Tata Motors Passenger Vehicles is entering FY27 with confidence, anchored by a strong pipeline of new launches and multi-powertrain offerings. Chairman N Chandrasekaran, in a message to shareholders, outlined a clear priority — delivering industry-leading growth while staying resilient and agile amid global uncertainties, without losing sight of safety, sustainability, quality, and customer experience.

The vision is built around creating brands that genuinely connect with customers. For Jaguar Land Rover, that means doubling down on its House of Brands strategy and bringing breakeven levels back to 300,000 units within two years, even as it readies key launches like the Range Rover Electric and Jaguar Type 01. For TMPV, it means a sharper, more purposeful brand identity rooted in trust and customer centricity.

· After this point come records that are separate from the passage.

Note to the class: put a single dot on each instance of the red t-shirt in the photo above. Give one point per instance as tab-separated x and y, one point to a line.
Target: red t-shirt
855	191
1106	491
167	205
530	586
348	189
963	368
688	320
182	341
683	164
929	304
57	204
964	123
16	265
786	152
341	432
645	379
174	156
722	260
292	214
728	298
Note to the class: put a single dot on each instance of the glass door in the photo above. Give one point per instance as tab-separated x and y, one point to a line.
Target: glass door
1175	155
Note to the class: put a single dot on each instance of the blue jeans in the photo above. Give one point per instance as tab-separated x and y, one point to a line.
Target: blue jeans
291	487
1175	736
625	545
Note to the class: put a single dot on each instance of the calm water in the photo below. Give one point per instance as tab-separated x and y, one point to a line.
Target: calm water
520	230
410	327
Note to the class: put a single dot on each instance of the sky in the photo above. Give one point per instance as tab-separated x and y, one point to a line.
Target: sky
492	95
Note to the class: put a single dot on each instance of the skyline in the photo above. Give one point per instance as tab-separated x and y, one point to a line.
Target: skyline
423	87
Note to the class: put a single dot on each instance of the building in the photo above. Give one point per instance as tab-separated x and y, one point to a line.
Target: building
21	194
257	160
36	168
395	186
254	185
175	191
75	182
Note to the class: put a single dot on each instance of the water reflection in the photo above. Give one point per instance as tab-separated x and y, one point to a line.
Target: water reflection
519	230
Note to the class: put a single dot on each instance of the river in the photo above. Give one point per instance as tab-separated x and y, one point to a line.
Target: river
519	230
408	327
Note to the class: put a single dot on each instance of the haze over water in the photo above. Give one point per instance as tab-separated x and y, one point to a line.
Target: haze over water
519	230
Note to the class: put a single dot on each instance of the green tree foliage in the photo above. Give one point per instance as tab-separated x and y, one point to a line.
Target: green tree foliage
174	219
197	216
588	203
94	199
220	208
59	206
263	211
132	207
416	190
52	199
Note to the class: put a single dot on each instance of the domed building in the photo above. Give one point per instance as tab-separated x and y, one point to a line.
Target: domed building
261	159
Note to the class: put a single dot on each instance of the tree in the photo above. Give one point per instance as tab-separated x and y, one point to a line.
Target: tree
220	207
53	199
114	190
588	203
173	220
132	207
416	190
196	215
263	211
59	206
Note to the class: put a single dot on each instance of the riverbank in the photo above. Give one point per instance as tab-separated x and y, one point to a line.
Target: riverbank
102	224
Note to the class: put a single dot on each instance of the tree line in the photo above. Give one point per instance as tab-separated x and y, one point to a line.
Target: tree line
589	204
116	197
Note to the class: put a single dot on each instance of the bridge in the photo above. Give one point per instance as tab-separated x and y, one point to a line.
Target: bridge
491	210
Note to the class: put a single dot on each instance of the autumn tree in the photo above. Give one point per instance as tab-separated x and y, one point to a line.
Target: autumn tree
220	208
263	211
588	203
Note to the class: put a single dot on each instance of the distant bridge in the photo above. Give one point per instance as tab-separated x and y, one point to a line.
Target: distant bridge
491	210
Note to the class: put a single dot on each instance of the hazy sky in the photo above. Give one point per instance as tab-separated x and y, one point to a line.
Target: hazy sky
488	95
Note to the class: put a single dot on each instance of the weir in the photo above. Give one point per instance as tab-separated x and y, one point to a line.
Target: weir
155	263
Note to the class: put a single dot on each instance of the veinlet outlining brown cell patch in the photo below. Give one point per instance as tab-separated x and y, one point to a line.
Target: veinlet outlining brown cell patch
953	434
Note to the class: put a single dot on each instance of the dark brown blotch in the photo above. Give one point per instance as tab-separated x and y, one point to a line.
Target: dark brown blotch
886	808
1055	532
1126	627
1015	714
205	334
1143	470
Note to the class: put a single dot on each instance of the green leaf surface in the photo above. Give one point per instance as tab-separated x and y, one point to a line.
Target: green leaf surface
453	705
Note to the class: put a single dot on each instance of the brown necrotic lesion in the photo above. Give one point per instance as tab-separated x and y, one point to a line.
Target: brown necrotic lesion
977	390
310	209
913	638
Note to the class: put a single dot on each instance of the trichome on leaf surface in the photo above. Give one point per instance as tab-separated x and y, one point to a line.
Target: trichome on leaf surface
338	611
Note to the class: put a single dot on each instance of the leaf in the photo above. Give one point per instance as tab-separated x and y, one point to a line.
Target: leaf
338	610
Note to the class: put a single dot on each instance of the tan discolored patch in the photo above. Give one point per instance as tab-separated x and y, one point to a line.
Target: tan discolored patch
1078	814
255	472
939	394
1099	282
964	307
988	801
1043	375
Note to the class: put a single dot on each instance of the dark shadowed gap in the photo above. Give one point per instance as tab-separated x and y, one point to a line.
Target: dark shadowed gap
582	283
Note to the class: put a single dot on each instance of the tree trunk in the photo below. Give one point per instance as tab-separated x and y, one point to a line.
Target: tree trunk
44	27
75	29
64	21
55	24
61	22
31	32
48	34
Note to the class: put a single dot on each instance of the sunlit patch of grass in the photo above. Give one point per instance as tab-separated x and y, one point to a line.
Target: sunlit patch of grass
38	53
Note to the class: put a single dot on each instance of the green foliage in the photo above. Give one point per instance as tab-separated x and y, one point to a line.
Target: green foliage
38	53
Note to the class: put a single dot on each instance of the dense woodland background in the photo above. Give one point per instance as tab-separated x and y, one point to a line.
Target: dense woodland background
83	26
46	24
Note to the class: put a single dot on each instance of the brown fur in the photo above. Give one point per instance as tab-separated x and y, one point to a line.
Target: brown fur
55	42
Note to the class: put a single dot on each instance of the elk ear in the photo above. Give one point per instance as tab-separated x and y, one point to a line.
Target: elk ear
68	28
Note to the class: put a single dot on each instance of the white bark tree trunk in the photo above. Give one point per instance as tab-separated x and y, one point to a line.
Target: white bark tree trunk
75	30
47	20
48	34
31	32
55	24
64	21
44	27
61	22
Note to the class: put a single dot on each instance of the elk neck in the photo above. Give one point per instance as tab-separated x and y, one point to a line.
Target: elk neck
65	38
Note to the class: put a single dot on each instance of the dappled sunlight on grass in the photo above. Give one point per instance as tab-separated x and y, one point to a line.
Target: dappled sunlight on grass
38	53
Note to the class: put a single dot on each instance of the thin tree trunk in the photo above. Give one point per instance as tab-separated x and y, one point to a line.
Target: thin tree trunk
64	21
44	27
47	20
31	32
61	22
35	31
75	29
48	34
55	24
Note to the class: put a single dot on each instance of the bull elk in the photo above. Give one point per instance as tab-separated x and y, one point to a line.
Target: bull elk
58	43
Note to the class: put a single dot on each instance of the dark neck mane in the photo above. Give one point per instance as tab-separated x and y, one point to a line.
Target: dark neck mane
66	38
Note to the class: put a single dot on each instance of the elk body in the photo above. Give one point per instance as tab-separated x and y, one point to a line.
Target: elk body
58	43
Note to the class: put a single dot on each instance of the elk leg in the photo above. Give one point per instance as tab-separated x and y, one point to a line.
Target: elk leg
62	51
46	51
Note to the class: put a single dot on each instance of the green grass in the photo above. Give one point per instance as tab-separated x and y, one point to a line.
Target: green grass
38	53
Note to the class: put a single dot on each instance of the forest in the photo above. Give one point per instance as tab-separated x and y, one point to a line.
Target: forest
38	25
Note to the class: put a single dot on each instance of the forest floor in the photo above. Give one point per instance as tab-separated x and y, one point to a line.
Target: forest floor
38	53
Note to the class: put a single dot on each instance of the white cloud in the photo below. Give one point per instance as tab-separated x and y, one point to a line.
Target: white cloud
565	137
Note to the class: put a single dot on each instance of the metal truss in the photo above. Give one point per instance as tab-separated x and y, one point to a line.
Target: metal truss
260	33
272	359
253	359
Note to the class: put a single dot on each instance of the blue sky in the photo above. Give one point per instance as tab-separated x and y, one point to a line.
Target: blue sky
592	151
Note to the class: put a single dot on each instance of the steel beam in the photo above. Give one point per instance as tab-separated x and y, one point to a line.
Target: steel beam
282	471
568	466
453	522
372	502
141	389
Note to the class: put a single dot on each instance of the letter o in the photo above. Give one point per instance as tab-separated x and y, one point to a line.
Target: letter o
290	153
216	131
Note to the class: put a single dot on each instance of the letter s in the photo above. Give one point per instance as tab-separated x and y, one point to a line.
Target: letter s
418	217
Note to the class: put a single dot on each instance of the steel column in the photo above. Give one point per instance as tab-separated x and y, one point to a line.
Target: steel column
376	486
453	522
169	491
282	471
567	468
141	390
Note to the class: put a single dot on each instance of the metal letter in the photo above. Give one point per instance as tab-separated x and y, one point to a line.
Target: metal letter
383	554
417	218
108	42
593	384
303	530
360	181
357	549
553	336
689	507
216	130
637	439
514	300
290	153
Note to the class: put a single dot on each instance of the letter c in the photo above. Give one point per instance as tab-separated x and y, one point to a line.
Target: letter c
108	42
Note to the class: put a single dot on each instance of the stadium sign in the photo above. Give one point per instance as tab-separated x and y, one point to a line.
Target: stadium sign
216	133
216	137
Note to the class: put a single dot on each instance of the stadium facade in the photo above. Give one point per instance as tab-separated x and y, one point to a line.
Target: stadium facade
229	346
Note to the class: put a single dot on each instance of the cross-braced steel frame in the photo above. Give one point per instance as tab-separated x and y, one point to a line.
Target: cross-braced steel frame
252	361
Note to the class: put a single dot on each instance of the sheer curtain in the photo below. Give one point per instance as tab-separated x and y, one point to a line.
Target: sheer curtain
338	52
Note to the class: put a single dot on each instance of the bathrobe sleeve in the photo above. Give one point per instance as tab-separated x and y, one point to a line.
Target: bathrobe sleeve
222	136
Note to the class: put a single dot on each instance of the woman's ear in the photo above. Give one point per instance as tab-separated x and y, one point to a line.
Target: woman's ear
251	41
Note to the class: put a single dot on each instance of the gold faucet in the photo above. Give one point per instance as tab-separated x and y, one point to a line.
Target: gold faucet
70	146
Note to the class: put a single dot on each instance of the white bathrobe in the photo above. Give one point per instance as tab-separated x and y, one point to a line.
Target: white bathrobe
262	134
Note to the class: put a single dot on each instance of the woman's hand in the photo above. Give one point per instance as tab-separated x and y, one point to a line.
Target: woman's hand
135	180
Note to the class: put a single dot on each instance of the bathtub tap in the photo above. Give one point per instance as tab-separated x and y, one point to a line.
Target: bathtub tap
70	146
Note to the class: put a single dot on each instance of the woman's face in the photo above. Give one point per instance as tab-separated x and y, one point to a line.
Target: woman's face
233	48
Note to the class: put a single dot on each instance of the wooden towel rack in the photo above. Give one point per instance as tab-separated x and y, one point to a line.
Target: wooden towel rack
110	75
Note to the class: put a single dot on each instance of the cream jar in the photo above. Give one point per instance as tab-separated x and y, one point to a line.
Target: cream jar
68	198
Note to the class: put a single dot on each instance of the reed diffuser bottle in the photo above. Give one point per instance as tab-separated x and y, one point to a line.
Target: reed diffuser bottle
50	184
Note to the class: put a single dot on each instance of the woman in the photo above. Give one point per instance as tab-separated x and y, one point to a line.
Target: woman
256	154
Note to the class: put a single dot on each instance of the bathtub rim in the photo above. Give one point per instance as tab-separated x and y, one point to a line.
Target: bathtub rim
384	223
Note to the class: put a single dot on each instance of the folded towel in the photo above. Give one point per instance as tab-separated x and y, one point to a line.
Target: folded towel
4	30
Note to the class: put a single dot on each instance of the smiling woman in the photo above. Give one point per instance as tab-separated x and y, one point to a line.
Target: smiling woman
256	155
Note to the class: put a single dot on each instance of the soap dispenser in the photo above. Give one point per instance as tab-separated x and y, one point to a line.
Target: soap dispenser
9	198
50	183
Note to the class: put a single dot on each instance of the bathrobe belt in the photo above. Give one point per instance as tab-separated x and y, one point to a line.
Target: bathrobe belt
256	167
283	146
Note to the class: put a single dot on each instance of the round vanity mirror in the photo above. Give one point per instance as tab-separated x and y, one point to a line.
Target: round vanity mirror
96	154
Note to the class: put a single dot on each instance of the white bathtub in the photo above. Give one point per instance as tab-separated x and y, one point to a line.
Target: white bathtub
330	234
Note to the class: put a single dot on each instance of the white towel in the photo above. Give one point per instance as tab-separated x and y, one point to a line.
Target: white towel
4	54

The two companies are deepening collaboration on manufacturing, technology, and people — already visible at the new shared facility in Panapakkam, Tamil Nadu. Looking ahead, Tata Motors is embedding AI and digital technologies across its operations while staying firmly committed to its Net Zero by 2040 goal, investing in both electric and improved conventional powertrains along the way.

 A tough backdrop

The fiscal year 2026 opened with hopes of steady global growth and easing inflation, but those hopes were quickly tested. The introduction of US tariffs in May 2025 disrupted trade flows worldwide, while a West Asia crisis by early March added fresh fears of stagflation — falling output paired with rising prices. India responded by cutting GST rates to support domestic consumption, and the signing of landmark trade agreements with the EU, UK, and an interim deal with the US offered some relief amid the turbulence.

India Shines

Against this uncertain backdrop, Tata Motors Passenger Vehicles delivered its best year ever in India — selling nearly 6.42 lakh cars and SUVs, growing 15.3%, almost twice the industry average. The company climbed to become the second-largest player in the market with a 14.1% share in the second half of the year, with the Nexon and Punch ranking among the country’s top-selling models. The company also revived a beloved name, the Sierra, to strong customer response, while CNG-powered vehicle sales outpaced the broader industry, reflecting a clear shift in customer preference toward greener powertrains.

EVs dominate

Electric vehicles remained a standout strength, with Tata crossing 2.5 lakh cumulative EVs sold and commanding nearly two-thirds of India’s entire EV market. Sales grew 43.4% during the year, extending the company’s seven-year run as India’s EV market leader with a 40.2% share — a remarkable achievement given how competitive the segment has become.

JLR struggles

Jaguar Land Rover, however, faced a far tougher year. Incremental US tariffs disrupted exports from the UK to both the EU and the US, while a cyber incident forced the company to pause production for five weeks. Together, these disruptions pulled JLR’s revenues down by nearly 21% to GBP 22,911 million. The year also marked a significant leadership transition, with PB Balaji stepping in as CEO after Adrian Mardell’s 35-year tenure at the company.

Numbers Hold Steady

Despite JLR’s setbacks, the group’s India business stayed resilient, posting revenues of ₹58,465 crore, up 20.7% over the previous year, with steady EBITDA and EBIT margins. On a consolidated basis, the company delivered a strong Q4 performance as production normalised, and the board recommended a final dividend of ₹3 per share—a reflection of the underlying financial discipline even through a challenging year.